Verdadeiramente, ninguém sabe. Mas há sempre o risco de, com a saída da Grécia,
haver outro país (neste caso, o nosso) na linha da frente da desconfiança dos
mercados. A queda do Lehman Brothers em Setembro de 2008, à qual ninguém deu
importância, desencadeou uma crise de proporções inimagináveis. E, como lembram
os Estados Unidos, não se trata apenas de uma questão de números. A Grécia esta
na linha da frente de uma região onde a instabilidade ameaça directamente a
segurança europeia.
Terceira questão:
o Syriza ajudou a pôr em causa a forma como Berlim e Bruxelas geriram os
programas de resgate? A única pequena vitória que Tsipras conseguiu foi o
reconhecimento de que os programas de ajustamento impostos aos países
periféricos estavam mal feitos. Desta vez, um novo “acordo” (como os gregos
gostam de dizer) entre Atenas e Bruxelas é da iniciativa nacional, mesmo que
tenha de ser negociado. Hoje, já quase ninguém duvida da inadequação desses
programas, fabricados por tecnocratas sem a mais leve ideia das realidades
nacionais. A mudança pode não ser significativa, mas é simbólica e foi expressa
pelo desabafo de Jean-Claude Juncker sobre o respeito pela dignidade dos países
sujeitos a resgates.
E isso leva-nos
ao papel da nova Comissão. Juncker prometeu que não seria um “yes-man” de
Berlim. Tentou ter um papel de intermediação (e não de imposição) nas
negociações com a Grécia. Acabou por ver a sua iniciativa esmagada pelas
decisões de Berlim (e do Eurogrupo, onde mandam os Governos), acentuando a
ideia nefasta de que a Alemanha é quem manda. Espera-se para ver até que ponto
o presidente da Comissão consegue reafirmar a sua liderança. Na segunda-feira,
Juncker teve de criticar a “fórmula incorrecta” usada no debate grego para
descrever a Alemanha. “Quando um primeiro-ministro insulta os alemães duas
vezes por semana, isso não me parece uma forma sofisticada de governar”. Uma no
cravo, outra na ferradura.
Finalmente, a
vitória do Syriza, apesar das cedências enormes, representa uma forte reacção
popular aos programas de resgate que devia ser levada em conta. Cinco anos e
uma queda de 25 por cento do PIB não poderiam levar a outra coisa. O que é que
faltou e continua a faltar? O crescimento económico sem o qual todos os
problemas se tornam mais difíceis de resolver.
Nesta
terça-feira, François Hollande recebeu Matteo Renzi no Eliseu para uma cimeira
bilateral cujo ponto fundamental foi a necessidade de pôr as economias a crescer.

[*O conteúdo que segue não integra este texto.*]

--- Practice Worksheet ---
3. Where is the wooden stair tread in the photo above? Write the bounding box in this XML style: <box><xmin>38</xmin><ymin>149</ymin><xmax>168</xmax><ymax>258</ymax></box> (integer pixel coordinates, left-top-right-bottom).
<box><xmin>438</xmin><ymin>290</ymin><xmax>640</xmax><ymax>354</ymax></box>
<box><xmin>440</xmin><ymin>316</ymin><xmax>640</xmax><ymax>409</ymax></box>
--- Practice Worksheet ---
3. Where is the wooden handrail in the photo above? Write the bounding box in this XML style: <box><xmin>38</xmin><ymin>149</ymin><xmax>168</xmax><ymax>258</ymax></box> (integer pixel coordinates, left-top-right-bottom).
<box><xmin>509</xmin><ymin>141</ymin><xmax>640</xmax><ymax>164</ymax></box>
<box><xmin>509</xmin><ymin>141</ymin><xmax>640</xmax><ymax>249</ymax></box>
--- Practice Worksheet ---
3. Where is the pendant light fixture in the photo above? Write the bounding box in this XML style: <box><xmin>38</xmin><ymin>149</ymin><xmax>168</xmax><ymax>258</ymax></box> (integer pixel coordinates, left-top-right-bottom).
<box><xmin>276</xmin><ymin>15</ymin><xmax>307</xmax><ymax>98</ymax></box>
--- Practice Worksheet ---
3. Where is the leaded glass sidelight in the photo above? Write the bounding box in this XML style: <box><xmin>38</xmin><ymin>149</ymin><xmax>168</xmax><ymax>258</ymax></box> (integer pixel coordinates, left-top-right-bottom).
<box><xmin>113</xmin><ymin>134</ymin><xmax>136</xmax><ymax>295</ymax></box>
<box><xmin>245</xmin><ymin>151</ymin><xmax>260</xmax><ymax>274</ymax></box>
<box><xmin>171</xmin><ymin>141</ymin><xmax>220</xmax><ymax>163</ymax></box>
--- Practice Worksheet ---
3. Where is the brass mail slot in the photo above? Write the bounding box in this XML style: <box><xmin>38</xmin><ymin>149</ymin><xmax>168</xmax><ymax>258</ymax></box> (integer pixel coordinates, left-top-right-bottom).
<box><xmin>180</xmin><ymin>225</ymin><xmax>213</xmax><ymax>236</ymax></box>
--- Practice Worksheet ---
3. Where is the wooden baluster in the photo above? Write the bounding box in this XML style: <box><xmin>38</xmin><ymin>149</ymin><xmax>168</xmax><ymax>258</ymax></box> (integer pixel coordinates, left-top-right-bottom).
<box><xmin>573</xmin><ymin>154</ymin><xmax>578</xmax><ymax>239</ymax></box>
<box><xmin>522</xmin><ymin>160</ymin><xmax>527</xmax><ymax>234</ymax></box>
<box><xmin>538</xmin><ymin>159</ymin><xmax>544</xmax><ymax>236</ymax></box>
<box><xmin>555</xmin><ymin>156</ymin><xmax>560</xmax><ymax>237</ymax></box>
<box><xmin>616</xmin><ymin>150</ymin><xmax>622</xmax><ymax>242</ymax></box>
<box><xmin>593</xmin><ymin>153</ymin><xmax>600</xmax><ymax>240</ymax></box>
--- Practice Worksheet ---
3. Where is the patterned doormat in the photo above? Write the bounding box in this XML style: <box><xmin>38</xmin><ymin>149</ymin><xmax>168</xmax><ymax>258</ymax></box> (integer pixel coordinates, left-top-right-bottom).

Os dois países, a segunda e a terceira economias do euro, não hesitaram em
proclamar que a austeridade acabou (Tsipras quis dizer o mesmo),
considerando-se os protagonistas desta mudança. Ambos têm de aplicar reformas
em países difíceis de reformar e ambos precisam de tempo para o conseguir
fazer.
Dominique Moisi
diz que os dois futuros possíveis da Europa se cruzam na Grécia. Um deles passa
pela proliferação dos movimentos populistas e nacionalistas, acelerando o
caminho europeu para a irrelevância geopolítica. O outro passará
necessariamente por mais integração política e económica. Mas, para isso, é
necessário levar em consideração que os países do euro são democracias. Tsipras
e o Syriza tiveram de aprender a lição. Schäuble podia tentar fazer o mesmo.